Tuesday, December 2, 2014

Who's Afraid of Virginia Woolf?


by Stephenie Cahalan

Tasmanian Theatre Company
Director, Sue Benner and Assistant director Ivano Del Pio
Featuring Rowan Harris, Karissa Lane, Jane Longhurst, Jeff Michel

With cars left behind in the safety of a Sandy Bay car park, we boarded a minibus and rode through the streets of Hobart’s well-appointed middle class into another era. The bus exited the kerbed bitumen and climbed a winding dirt track to reach an architectural icon. 

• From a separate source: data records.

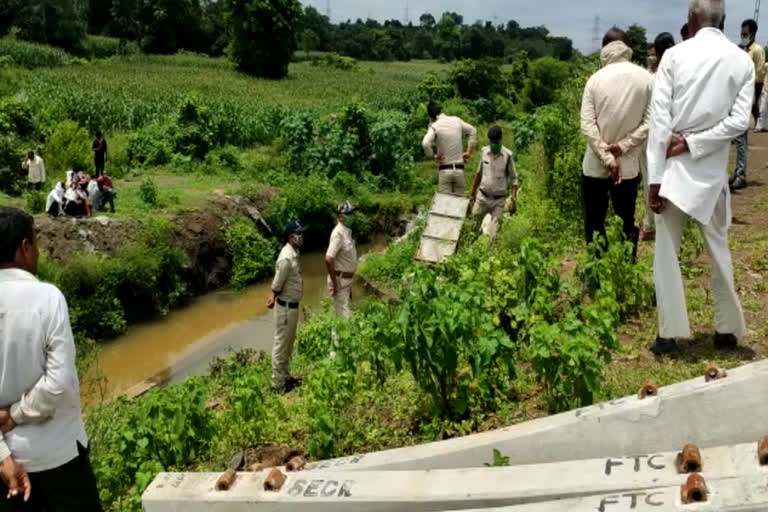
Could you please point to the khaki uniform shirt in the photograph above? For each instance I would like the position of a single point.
(342, 249)
(288, 283)
(498, 171)
(757, 54)
(35, 169)
(447, 132)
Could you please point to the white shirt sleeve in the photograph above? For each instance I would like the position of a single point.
(428, 142)
(4, 451)
(589, 127)
(40, 403)
(660, 124)
(704, 143)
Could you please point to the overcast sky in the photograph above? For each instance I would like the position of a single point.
(572, 18)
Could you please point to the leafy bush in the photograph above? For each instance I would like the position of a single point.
(32, 55)
(545, 77)
(308, 200)
(35, 200)
(16, 116)
(132, 441)
(102, 47)
(148, 191)
(263, 41)
(335, 61)
(69, 146)
(476, 79)
(252, 254)
(152, 145)
(449, 342)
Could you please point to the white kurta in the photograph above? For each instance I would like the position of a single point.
(703, 90)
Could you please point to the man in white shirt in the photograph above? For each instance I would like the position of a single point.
(614, 120)
(41, 426)
(702, 100)
(35, 168)
(447, 133)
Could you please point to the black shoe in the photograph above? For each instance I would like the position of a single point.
(738, 184)
(726, 341)
(663, 346)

Fort Nelson House is a rounded, glass eyrie that describes its owner and designer Esmond Dorney as craving both openness and seclusion.  The dwelling, which evolved over several iterations between 1966 and 1978, is surrounded by 78 acres of native bush overlooking the Tasman Peninsula, Bruny Island and the Meehan Range. The house and property, now owned and managed by the Hobart City Council, is rarely open to the public.

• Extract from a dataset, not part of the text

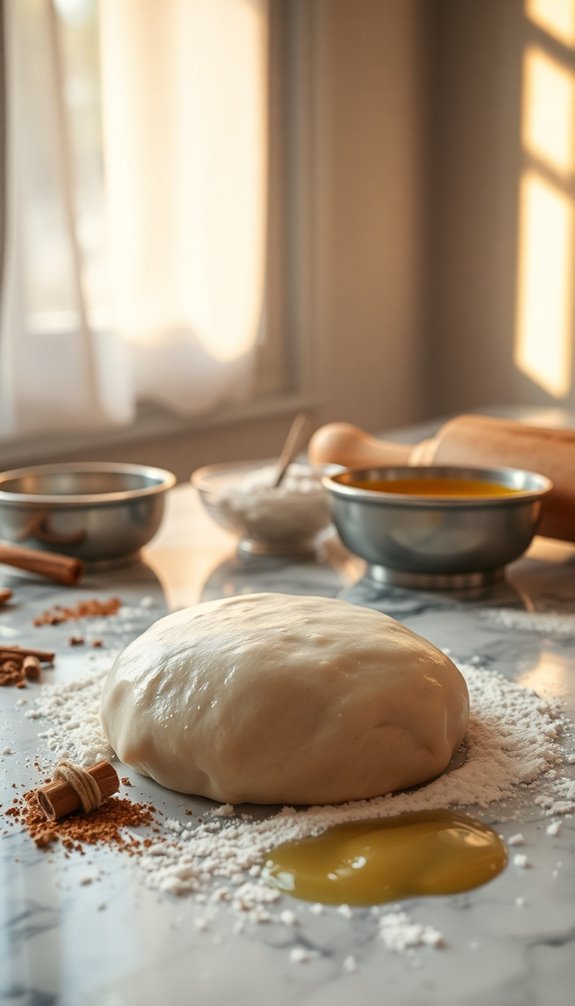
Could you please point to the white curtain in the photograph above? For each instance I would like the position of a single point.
(171, 314)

Yet, for a few weeks in November, Fort Nelson House became the venue for the 1960s classic drama Who’s Afraid of Virginia Woolf?, staged by the Tasmanian Theatre Co.The effect of entering the home was not just that of arriving at a venue, with all the marvelous pre-show anticipation that live theatre invokes. It gave the feeling of being locked into the dramatic space… and like hiding behind the curtains at a surprise party before the subject arrives. As two more busloads of patrons were delivered, the atmosphere built into a palpable air of apprehension.
The stage — the living room — was a stylish, circular sunken floor facing the metre-wide tiled fireplace; a tribute to a time when design ruled, and council compliance was but a spectre looming in the future. The audience mingled around the multilevel shag-pile carpeted steps, exposed flue and the vinyl-clad cushions rimming what would become the conversation pit of despair.

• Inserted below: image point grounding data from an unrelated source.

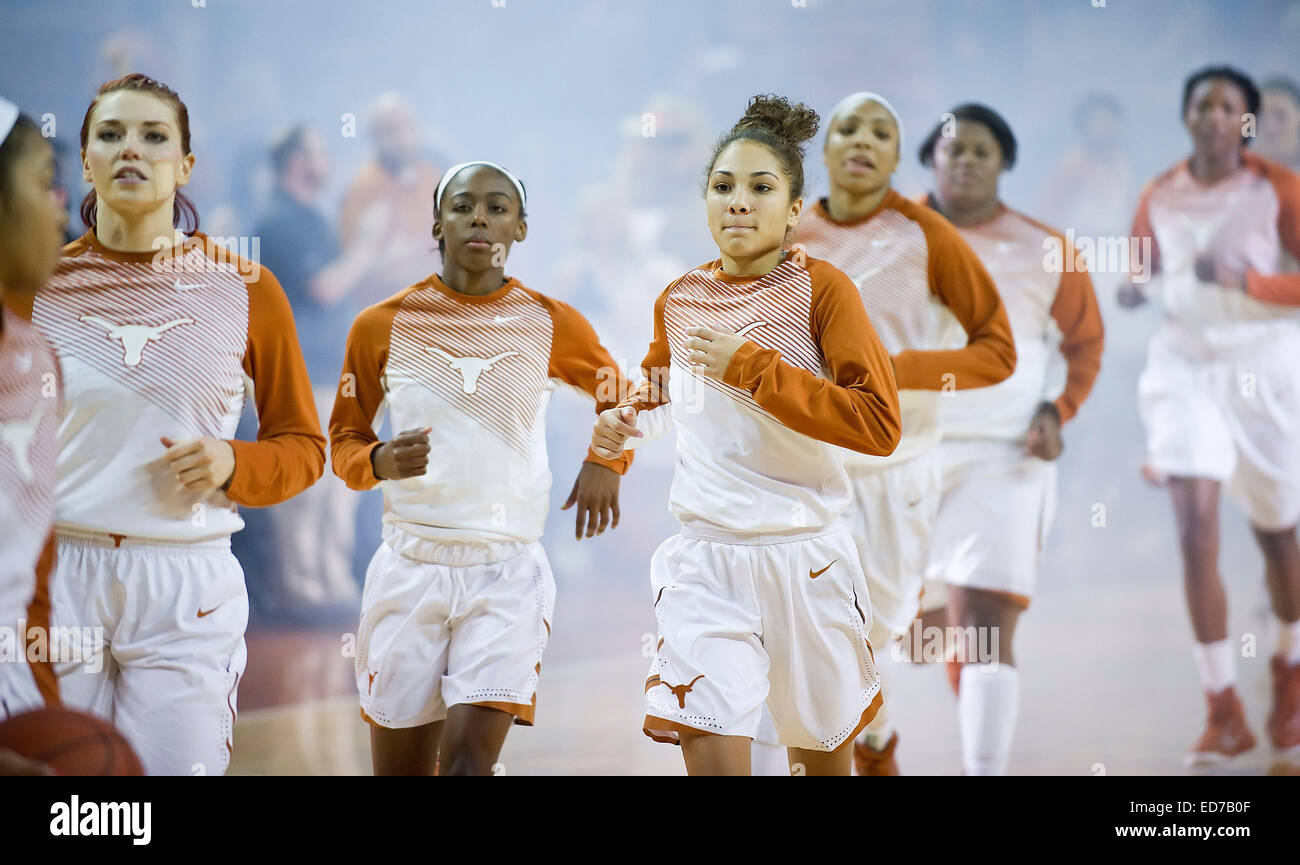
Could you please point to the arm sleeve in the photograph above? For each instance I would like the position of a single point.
(1142, 230)
(1282, 288)
(858, 407)
(360, 394)
(579, 359)
(960, 280)
(1082, 337)
(289, 454)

Who’s afraid of Virginia Woolf? by Edward Albee concerns two couples at distinctly different stages in life. George and Martha have traveled quite some way down the road of disappointment, their relationship curdled and neither partner’s career or family dreams realised. Nick and Honey are young and ambitious, beholden to the prescription for success in a small-town college. The drama is set very late at night in a booze-sodden living room.

I studied the play in high school and Albee’s skilled manipulation of language and tension was clear even to this 17-year-old, inducing the same feeling of dread prompted by the cheesy horror films that were preferred viewing at the time. The opportunity to watch the play as an adult, for whom the concept of relationships and unrealised expectation now has more resonance, was a rare treat.

Fort Nelson House has been unoccupied for several years, offering a blank canvas for designer Paul Rubie and stage manager Max Ford. House and stage blended seamlessly, and we in the small audience became voyeurs peering into an acutely uncomfortable domestic scene. The attention to detail invoked the era impeccably, without crowding out essential elements, such as the all-important drinks trolley. Martha’s grand entrance was made even more formidable by her fabulous satin, burnt orange dress. The hair complemented the costuming beautifully. Martha and Honey’s stylish coifs declined to ragged mops throughout the course of the play.

This well-set scene placed even more expectation on the performers to live up to the venue and staging, and each actor rose to that challenge magnificently. Jane Longhurst as Martha was so glamorous and outrageously awful, it was hard not to cover the eyes. The bullying seductiveness of Martha was powerfully met by Jeff Michel’s sneakily vicious portrayal of George. This was critical to the success of the play, if we were to be at all convinced by the credibility of their brutal partnership.

Honey and Nick’s submissiveness were reminiscent of small prey being hypnotised by a snake. Most of the adult nuances sailed over my head as a teenage reader, but one thing that I did remember grasping was how the younger, impressionable couple could not extract themselves from the manipulation of the older, more experienced pair. Karissa Lane’s portrayal of Honey was comic and original, providing desperately needed light relief. Rowan Harris conjured the barely-disguised vanity and ambition behind Nick’s seemingly ‘regular guy’ guise. All four performers arrived at the finish line of the grueling emotional marathon looking cool and solid.

So effective was the performance that taking the bus back down the hill to reality was a bit like gratefully catching a ride out of a bad party.  The play is not to everyone’s taste, described by one fellow patron as ‘a bit overwrought’. Yet for me, that performance of that play in that place left me feeling like I had just seen something really very special.